= Cyra McFadden =

American writer (1937-2024)

Cyra McFadden (December 2, 1937 – April 20, 2024) was an American author. She was a college English teacher, a freelance journalist and a newspaper columnist.

Cyra (née Taillon) McFadden was born in Great Falls, Montana, to Nedra Ann "Pat" (née Montgomery) a showgirl from Paragould, Arkansas, and the first wife of James Cyrille "Cy" Taillon (1907-1980) a rodeo announcer.

McFadden spent much of her childhood traveling with her parents on the rodeo circuit and living in Missoula, Montana.

McFadden attended Missoula County High School, while working at the Missoulian. She earned B.A. and M.A. degrees in English literature at San Francisco State University, and taught in the English department from 1972 to 1977.

McFadden was a Kappa Kappa Gamma Beta Phi alumna of University of Montana.

In 1975-1976, for 52 weeks. Cyra McFadden, a Mill Valley resident, wrote, and Pacific Sun published, a chapter of The Serial, a satire about the trendy lifestyles of the affluent residents in Marin County, California, just north of San Francisco. "Thirty of the book's 52 chapters originally appeared in...the Pacific Sun." In 1977, Alfred A. Knopf published all 52 episodes in a spiral bound 111-page book that sold for $4.95.

The book was made into a 1980 movie called Serial, starring Tuesday Weld and Martin Mull.

Mostly in the 1980s, McFadden wrote a biweekly column for the San Francisco Examiner for six years, and was also a features writer for that daily newspaper.
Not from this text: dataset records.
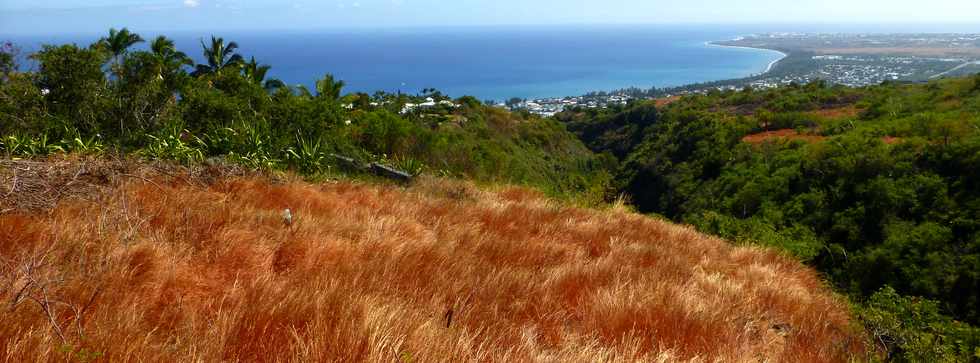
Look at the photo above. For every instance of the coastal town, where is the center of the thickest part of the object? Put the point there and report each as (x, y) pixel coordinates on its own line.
(853, 60)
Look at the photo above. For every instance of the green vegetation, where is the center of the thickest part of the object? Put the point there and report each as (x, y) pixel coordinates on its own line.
(878, 188)
(113, 97)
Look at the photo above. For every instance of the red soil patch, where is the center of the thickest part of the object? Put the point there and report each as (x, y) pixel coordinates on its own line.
(838, 113)
(176, 271)
(891, 140)
(781, 135)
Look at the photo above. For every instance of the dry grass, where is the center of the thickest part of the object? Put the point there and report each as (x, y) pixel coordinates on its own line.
(166, 269)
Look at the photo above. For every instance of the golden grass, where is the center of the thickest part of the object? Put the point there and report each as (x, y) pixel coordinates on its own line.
(441, 271)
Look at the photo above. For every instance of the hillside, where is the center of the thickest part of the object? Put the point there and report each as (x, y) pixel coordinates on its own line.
(876, 187)
(116, 260)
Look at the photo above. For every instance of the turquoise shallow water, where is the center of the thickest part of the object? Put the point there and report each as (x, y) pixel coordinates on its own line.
(490, 63)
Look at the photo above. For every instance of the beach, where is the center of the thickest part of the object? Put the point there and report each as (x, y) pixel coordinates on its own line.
(771, 64)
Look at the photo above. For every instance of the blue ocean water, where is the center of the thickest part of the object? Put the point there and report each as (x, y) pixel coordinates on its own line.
(489, 63)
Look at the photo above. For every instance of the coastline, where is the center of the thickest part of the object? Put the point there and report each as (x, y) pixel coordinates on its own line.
(771, 65)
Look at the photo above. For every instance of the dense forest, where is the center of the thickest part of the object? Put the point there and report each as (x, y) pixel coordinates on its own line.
(878, 188)
(127, 95)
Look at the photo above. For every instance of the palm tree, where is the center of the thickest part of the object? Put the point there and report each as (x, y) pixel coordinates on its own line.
(118, 42)
(168, 58)
(219, 57)
(255, 74)
(329, 88)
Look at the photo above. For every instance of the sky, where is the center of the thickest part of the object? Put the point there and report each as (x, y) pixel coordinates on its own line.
(90, 16)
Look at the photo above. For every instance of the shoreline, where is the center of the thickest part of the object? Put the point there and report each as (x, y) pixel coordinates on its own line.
(771, 65)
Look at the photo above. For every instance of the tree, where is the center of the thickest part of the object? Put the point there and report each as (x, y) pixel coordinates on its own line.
(255, 74)
(219, 56)
(118, 42)
(168, 60)
(329, 88)
(74, 82)
(8, 59)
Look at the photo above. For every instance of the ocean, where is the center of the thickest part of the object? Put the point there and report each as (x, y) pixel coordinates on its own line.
(491, 63)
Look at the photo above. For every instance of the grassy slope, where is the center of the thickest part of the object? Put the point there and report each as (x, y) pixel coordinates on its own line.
(200, 267)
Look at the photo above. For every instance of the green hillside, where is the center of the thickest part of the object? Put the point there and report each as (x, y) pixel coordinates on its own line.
(878, 187)
(109, 97)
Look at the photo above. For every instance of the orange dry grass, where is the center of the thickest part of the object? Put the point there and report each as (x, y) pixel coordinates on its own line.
(436, 272)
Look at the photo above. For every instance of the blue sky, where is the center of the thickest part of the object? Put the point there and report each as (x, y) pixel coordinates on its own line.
(84, 16)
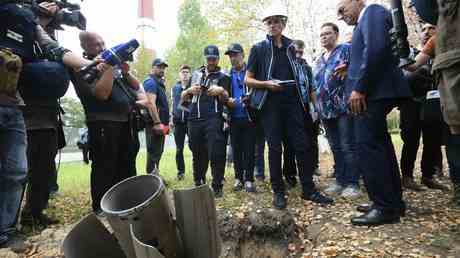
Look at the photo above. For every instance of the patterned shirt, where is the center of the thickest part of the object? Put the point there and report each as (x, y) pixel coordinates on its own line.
(330, 90)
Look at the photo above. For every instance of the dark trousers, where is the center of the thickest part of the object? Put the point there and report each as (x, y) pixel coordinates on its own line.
(180, 131)
(208, 144)
(259, 156)
(113, 151)
(155, 147)
(243, 140)
(377, 158)
(284, 118)
(340, 134)
(453, 157)
(412, 128)
(289, 165)
(54, 186)
(41, 151)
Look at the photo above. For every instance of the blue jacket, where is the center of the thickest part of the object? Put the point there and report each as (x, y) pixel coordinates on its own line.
(263, 53)
(178, 114)
(373, 68)
(204, 106)
(155, 86)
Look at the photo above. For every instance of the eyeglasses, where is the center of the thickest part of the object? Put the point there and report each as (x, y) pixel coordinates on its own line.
(273, 21)
(341, 11)
(211, 58)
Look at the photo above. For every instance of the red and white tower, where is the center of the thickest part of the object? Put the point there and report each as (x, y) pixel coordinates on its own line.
(146, 27)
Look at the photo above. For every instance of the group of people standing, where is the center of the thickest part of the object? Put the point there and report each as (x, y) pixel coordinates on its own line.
(352, 87)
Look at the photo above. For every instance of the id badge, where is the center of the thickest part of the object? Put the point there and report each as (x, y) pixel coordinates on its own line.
(432, 94)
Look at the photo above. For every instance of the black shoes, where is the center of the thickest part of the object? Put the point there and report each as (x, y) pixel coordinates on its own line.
(409, 183)
(317, 197)
(376, 217)
(218, 193)
(279, 201)
(28, 219)
(433, 184)
(291, 182)
(365, 208)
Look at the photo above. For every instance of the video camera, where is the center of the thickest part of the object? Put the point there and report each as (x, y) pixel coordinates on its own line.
(399, 34)
(114, 56)
(69, 14)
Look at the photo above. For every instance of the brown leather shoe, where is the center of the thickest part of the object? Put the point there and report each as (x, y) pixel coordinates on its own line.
(433, 184)
(409, 183)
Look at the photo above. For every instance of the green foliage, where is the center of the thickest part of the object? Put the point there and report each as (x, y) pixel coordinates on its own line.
(74, 116)
(143, 62)
(195, 34)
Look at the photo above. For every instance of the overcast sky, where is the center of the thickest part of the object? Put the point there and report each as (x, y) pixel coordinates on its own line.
(116, 21)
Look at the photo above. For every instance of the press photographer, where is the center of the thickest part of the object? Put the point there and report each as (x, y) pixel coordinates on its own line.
(42, 114)
(109, 102)
(20, 33)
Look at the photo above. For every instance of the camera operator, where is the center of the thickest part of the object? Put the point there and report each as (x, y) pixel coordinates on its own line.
(44, 128)
(109, 102)
(156, 131)
(416, 120)
(179, 118)
(446, 67)
(19, 31)
(208, 93)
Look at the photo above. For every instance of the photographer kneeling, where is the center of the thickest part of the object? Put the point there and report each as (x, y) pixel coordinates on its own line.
(109, 103)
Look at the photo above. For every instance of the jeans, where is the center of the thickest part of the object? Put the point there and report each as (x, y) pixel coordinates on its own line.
(412, 128)
(259, 156)
(113, 150)
(208, 144)
(340, 134)
(377, 157)
(41, 151)
(453, 157)
(155, 147)
(283, 117)
(13, 165)
(242, 134)
(180, 131)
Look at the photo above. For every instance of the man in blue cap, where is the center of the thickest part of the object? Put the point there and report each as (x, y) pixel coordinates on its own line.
(155, 134)
(242, 129)
(206, 97)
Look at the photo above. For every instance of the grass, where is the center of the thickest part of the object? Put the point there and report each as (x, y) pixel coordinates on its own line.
(74, 182)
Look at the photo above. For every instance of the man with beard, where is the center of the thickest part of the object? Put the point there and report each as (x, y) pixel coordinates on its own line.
(281, 97)
(207, 97)
(156, 93)
(375, 85)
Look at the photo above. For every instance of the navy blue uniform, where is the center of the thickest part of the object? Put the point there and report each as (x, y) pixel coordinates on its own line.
(206, 129)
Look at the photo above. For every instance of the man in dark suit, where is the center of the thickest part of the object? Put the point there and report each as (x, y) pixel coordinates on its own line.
(375, 85)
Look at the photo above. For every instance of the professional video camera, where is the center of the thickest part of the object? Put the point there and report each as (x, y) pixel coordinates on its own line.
(399, 34)
(69, 14)
(114, 56)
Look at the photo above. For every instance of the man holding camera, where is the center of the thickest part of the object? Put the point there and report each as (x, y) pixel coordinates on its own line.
(19, 32)
(280, 95)
(109, 102)
(207, 97)
(180, 117)
(155, 133)
(242, 129)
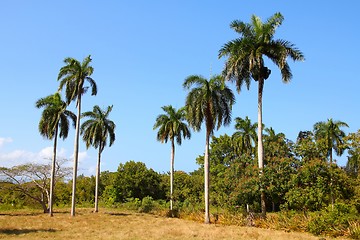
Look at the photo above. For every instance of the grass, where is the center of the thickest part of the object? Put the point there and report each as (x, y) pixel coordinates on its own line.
(122, 224)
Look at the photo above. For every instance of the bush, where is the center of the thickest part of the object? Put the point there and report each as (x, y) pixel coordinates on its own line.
(147, 205)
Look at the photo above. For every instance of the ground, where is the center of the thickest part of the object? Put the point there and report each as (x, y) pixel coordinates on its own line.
(117, 224)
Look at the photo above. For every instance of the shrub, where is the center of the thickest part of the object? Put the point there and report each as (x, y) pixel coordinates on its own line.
(147, 205)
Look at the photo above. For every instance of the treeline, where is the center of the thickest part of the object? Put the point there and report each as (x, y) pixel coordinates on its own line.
(297, 176)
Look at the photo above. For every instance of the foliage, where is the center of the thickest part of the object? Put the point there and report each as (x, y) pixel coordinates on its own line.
(147, 205)
(135, 180)
(31, 181)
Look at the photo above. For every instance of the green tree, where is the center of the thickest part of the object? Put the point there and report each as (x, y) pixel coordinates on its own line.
(72, 76)
(54, 117)
(135, 180)
(333, 136)
(172, 126)
(210, 102)
(353, 162)
(32, 180)
(96, 131)
(245, 137)
(246, 61)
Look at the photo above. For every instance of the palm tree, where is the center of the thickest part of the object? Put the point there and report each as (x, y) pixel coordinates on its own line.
(246, 61)
(332, 134)
(72, 76)
(210, 102)
(245, 136)
(172, 126)
(95, 132)
(54, 118)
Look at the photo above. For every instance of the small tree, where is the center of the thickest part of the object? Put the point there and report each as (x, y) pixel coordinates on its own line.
(72, 76)
(208, 101)
(96, 131)
(172, 126)
(33, 180)
(54, 117)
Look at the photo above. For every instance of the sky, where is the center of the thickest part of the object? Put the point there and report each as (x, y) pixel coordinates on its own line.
(143, 50)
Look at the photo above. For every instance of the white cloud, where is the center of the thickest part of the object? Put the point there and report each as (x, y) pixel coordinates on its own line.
(5, 140)
(18, 157)
(86, 164)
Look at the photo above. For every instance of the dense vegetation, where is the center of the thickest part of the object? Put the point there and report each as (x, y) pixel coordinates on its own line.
(253, 170)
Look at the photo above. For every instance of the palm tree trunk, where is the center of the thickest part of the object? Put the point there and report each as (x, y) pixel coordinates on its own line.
(260, 148)
(331, 181)
(76, 154)
(53, 165)
(206, 174)
(97, 180)
(172, 173)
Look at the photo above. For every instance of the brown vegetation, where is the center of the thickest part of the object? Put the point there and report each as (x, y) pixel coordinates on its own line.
(115, 224)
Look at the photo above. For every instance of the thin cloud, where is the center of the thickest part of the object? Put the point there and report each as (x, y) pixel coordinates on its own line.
(19, 157)
(5, 140)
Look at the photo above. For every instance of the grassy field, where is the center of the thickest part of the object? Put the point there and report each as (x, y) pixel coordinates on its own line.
(116, 224)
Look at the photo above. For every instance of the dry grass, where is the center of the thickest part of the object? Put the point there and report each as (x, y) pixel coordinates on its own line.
(116, 224)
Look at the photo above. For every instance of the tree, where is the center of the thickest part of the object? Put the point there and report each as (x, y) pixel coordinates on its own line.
(54, 117)
(32, 180)
(353, 162)
(96, 131)
(135, 180)
(330, 133)
(246, 61)
(245, 136)
(333, 136)
(72, 76)
(172, 126)
(210, 102)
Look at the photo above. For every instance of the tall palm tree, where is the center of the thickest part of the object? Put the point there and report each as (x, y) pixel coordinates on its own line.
(245, 136)
(95, 132)
(72, 76)
(246, 61)
(210, 102)
(54, 117)
(331, 132)
(172, 126)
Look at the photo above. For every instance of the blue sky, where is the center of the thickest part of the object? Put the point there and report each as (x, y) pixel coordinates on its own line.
(143, 50)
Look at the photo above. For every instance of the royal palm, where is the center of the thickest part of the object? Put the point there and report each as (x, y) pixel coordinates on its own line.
(73, 76)
(208, 101)
(54, 117)
(246, 61)
(172, 127)
(331, 133)
(95, 131)
(245, 137)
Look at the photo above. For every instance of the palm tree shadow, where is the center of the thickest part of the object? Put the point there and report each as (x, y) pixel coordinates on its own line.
(20, 214)
(118, 214)
(24, 231)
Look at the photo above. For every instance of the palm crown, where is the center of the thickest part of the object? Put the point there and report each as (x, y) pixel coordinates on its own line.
(98, 127)
(54, 115)
(246, 52)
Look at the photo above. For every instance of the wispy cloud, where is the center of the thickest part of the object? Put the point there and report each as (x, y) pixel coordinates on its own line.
(5, 140)
(18, 157)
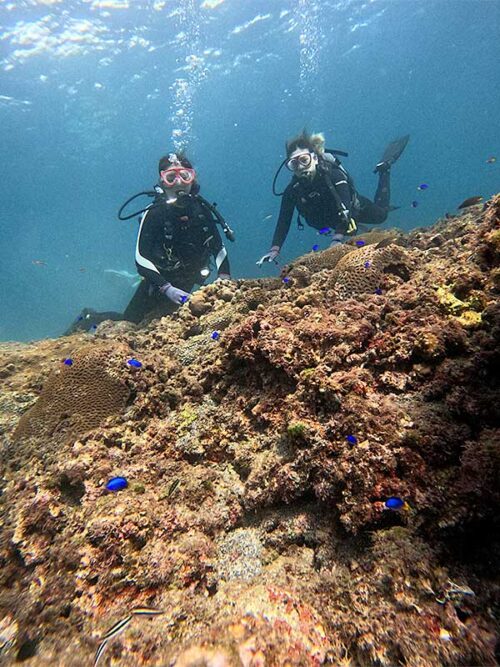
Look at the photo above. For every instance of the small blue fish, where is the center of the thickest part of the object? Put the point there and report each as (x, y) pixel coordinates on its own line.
(394, 503)
(117, 484)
In 1986, McFadden wrote a memoir entitled Rain or Shine: A Family Memoir, in which she described her childhood growing up as the daughter of James C. "Cy" Taillon, a well-known rodeo announcer. The book was a finalist for the Pulitzer Prize that year. After being out of print for several years, Rain or Shine was reprinted in 1998.

McFadden later lived on a houseboat in Sausalito, California.

==Works==
- The Serial (1977) New York: Alfred A. Knopf
- Rain or Shine: A Family Memoir. (1986) New York: Alfred A. Knopf.